Let me back up a bit he himself admitted to me that he was seeing now what I was trying to warn him about before. So hence as to why the breakup came to be. Then he admitted to me that he would never resume the relationship with her because it was just too much for him to handle. He told me that he needed to slowly stop talking to her and make her realize that they would only ever be friends. But he was doing the total opposite. He was starting to cut me off of text apps and other apps so I couldn’t see when he was online because he didn’t want me to know that he was actually leading this poor girl to believe there was a chance that they would reconcile. When it became apparent as to what he was doing I told him that that wasn’t right and he shouldn’t be leading her on like that, that she is only going to get hurt in the long run. Well, I guess he didn’t like my honesty and honestly, me butting in where I now realize again I should have just left it alone.
There is more to the story I could keep going but honestly I just don’t want to rehash the hurt. In the end he cut both her and I off. Deleted all communication and confessed that he just didn’t want to do it any more because it was too overwhelming for him. Like he was the one that was hurt by me, when it was him doing all the lying and backstabbing. This isn’t the first time he has done this but it has been many years since he did so I really didn’t think it would ever happen again. The last time this happened we stopped talking for a while and then he messaged and apologized for everything and we started talking again. I know he will do it again at some point but there just isn’t any going back for me this time. Sadly no matter how much it hurts the “friendship” is honestly too much for me to take. After he chose to obsolve the friendship it felt like there was a weight that was lifted off of me. My day’s wasn’t bombarded by always having to pay attention to him and his constant need for that attention . I have enjoyed the peace and quiet. I feel like I have my days back. I am saddened that I lost this friendship but in the end it’s what needed to happen for me. Like the old saying goes things happen for a reason.
2 thoughts on ““Friends” of Betrayal”
Whenever someone treats another like this, it really burns me up inside. Worse yet is when it happens to someone I care for a great deal. You’ve been there for this person through thick and thin and this really isn’t the first time this has happened between you. Just the same, I’ve kept my counsel to myself for the most part, only giving you my advice when asked for it. I’m glad that when you need it, you come to me and DO ask for my opinion, advice, what have you, but being your own person, you make decisions on your own. That too is one of many things that I really like about you.
We’ve talked about this many times over the past months and years (and more recently since this happened) but in the end I think you did your due diligence for him and HE’s the only one at fault here. He’s had more than enough time to make it right between you, but selfishly, he chose to lie to you, dissemble and attempt to deceive you in terms of what he was intending to do with this other woman. Leading her on as well wasn’t the best choice on his part either.

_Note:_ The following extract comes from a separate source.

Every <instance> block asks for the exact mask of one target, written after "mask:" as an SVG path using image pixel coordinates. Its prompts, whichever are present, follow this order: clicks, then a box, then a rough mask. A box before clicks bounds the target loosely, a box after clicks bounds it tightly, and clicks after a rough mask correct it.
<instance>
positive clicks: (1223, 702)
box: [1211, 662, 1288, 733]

I certainly wish he could have been more adult about the whole affair.
I very much agree with you, the sad thing is I don’t think he will ever change because he is such a selfish person and only thinks of his needs. He also makes himself always the victim. So unless something drastic happens he will continue with this course and hurt other people in the process. I believe he has narcissistic tendencies. I am happy though that I am no longer in his web of lies. Thank you always for your counsel and true friendship.